その先の厩舎から漂ってきたのだろう獣臭に紛れて微かに血臭が混ざりローデンシアの緊張が高まる。剣の柄にかけた手は瞬時に抜刀できるよう軽く握りなおした。
その血の匂いが鮮明にわかるほど、納屋に接近したローデンシアは厩舎から何かがグチャグチャと汚い咀嚼音をたて、人の言葉とも獣の唸り声ともつかない声を上げているのを聞いた。
納屋から厩舎へはおそらくほんの数歩の距離だろう、そしてその先に身を隠せるようなものはなく納屋の影から厩舎へ飛び出せば音の正体と近距離で鉢合わせするのは必至だ。
納屋の縁から厩舎を覗き込んだローデンシアはその光景を見た刹那に反応する。その年齢の身体からは考えられないような反射速度で疾風のごとく厩舎へ躍り込み剣を一閃する。ピゥッと刃風が鳴り、目の前の光景を切り取った。
そこには腹を切り裂かれた馬が自ら流した血溜まりに横たわり赤く濡れていた。無残にもその内臓は元の場所からほとんど引きずり出され異様な臭気をまき散らしている。
その引きずり出された内臓を両手でつかみ上げジュルジュルグチャグチャとすすり上げるようにむしゃぶりついている10人余りの子供達。いや、それは大きさこそ子供ほどだが明らかに異質な風体をしていた。

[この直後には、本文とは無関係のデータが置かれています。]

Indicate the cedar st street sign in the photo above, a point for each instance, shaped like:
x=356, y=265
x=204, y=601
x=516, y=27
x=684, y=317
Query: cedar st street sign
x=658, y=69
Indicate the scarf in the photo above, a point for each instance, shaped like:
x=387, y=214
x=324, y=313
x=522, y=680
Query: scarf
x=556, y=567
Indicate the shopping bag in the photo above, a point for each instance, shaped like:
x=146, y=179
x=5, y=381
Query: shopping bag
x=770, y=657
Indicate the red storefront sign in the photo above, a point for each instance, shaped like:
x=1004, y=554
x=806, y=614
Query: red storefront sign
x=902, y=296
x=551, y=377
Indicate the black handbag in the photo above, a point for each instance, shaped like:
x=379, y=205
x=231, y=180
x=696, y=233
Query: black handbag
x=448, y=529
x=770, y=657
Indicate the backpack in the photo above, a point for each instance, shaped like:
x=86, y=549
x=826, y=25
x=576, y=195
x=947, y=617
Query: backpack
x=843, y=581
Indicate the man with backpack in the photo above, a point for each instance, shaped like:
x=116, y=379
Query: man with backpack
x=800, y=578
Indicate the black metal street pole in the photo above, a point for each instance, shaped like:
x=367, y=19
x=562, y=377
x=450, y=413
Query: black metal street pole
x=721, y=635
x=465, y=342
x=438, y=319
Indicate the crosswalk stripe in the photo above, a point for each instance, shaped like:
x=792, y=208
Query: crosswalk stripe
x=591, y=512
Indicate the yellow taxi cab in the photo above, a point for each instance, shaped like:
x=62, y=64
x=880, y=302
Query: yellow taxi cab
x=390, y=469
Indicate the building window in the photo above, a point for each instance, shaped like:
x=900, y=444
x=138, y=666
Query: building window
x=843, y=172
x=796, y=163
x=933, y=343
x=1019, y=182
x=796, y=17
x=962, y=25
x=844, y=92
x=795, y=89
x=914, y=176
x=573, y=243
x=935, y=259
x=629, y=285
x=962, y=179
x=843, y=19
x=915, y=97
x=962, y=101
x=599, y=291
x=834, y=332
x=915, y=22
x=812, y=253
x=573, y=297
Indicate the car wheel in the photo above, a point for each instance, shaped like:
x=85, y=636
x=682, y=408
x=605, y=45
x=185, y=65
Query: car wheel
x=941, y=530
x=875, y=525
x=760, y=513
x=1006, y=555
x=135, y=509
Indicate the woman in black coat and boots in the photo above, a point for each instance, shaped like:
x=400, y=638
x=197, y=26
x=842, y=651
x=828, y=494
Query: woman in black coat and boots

毛むくじゃらの矮躯、体躯の割合には長く太い腕、その先にはごつごつと節くれだった4本指の手があり指先には鋭利な爪が生えている。前方に突き出した口吻、黄色く濁った眼に爬虫類のように縦に割れている瞳、そしてサメの歯のように尖った牙。
人間とは異質の亜人種、ゴブリンと呼ばれる呪われた種族だ。
知性は低く、個々の戦闘力も大人であれば撃退もさほど困難な相手ではない。だが、旺盛な繁殖力のおかげで彼らの数は多く、徒党を組み集団行動をとる習性は一般人にとって十二分な脅威となる。
彼らは深い森や深山の洞窟、打ち捨てられた都市の廃墟などに一族単位で生活していることが多く餌に困らなければ人里までは出てはこない。まして領内にあるストーンベリーの森周辺ではヴォルフの男たちが数十年の年月をかけゴブリンを駆逐していたはずだ。

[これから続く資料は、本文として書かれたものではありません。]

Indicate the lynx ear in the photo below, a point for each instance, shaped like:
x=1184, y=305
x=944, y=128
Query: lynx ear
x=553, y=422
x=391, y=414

だが今、ローデンシアの前には一瞥して16匹ものゴブリンが獲物の血肉をすすり、血の海に狂乱しているのだ。火具鎚は正しく鳴ったことになる。そして、その被害が馬だけであればローデンシアの無謀とも取れる行動は無かったろう。
ローデンシアは倒れた馬の先にこの家の住人達を見つけたのだった。主人と思しき中年の男は仰向けに横たわり腹部を食いちぎられ、裂けた脇腹から哀れな馬同様に内臓を引きずり出されている。恐怖に歪んだ形相をそのままに硬直させピクリともしない。

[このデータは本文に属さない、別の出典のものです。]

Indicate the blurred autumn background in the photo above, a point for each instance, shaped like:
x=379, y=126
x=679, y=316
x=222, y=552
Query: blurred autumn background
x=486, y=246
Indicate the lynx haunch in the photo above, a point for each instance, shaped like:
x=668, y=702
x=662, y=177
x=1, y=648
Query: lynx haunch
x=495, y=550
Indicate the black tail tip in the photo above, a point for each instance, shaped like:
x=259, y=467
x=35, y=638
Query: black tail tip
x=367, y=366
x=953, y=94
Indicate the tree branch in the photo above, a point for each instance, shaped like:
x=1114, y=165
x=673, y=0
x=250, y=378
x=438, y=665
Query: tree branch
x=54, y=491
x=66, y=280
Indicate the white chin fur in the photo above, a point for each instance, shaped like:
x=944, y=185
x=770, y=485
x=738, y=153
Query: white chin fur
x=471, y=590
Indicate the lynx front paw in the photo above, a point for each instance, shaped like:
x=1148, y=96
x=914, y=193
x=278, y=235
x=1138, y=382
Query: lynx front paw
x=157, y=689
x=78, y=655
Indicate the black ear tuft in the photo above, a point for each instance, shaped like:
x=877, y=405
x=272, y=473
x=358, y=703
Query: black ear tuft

そして細君と思われる女と娘であろう二人の女は衣服を引き裂かれ、数体のゴブリンに四肢を押さえつけられている。あろうことか喰われながらに犯されていたのだ。
最初の一撃でローデンシアは一番手近に居たゴブリンの首を打ち落とし、返しの刃でその隣にいたゴブリンを袈裟切りに切って落とした。
何匹かのゴブリン達はそこでこの闖入者に気づき、威嚇の声と怒号を上げる。
しかし、ローデンシアの目線はゴブリン達には注がれず、半ば喰われながら四肢や胸を血だらけにし、なおも犯され続けている女たちに注がれていた。
ゴブリンが腰を振る動作以外に女たちが動いている様子はない。
(間に合わないか…。)
細君は舌を噛み切ったのだろう。口元から多量の血を溢れさせ、ゴブリンが腰を振るたびに『ゴプッ、グプッ』と口から新たに鮮血を零す。
娘の方は気を失っているのかゴブリンのなすがままにされている。襲撃されてすぐ気を失ったのか暴れた形跡がほとんどない。
(なれば娘だけでも…。)
娘に覆いかぶさる数体のゴブリンに向け、迅雷の剣を振るう。
行為に夢中になっているゴブリン達はローデンシアの斬撃に反応できず、声すらあげることなく首筋からどす黒い血飛沫をあげ、倒れてからようやく『ゲッ、ゲッ…』と不規則な音にならない声を絞り動きを止める。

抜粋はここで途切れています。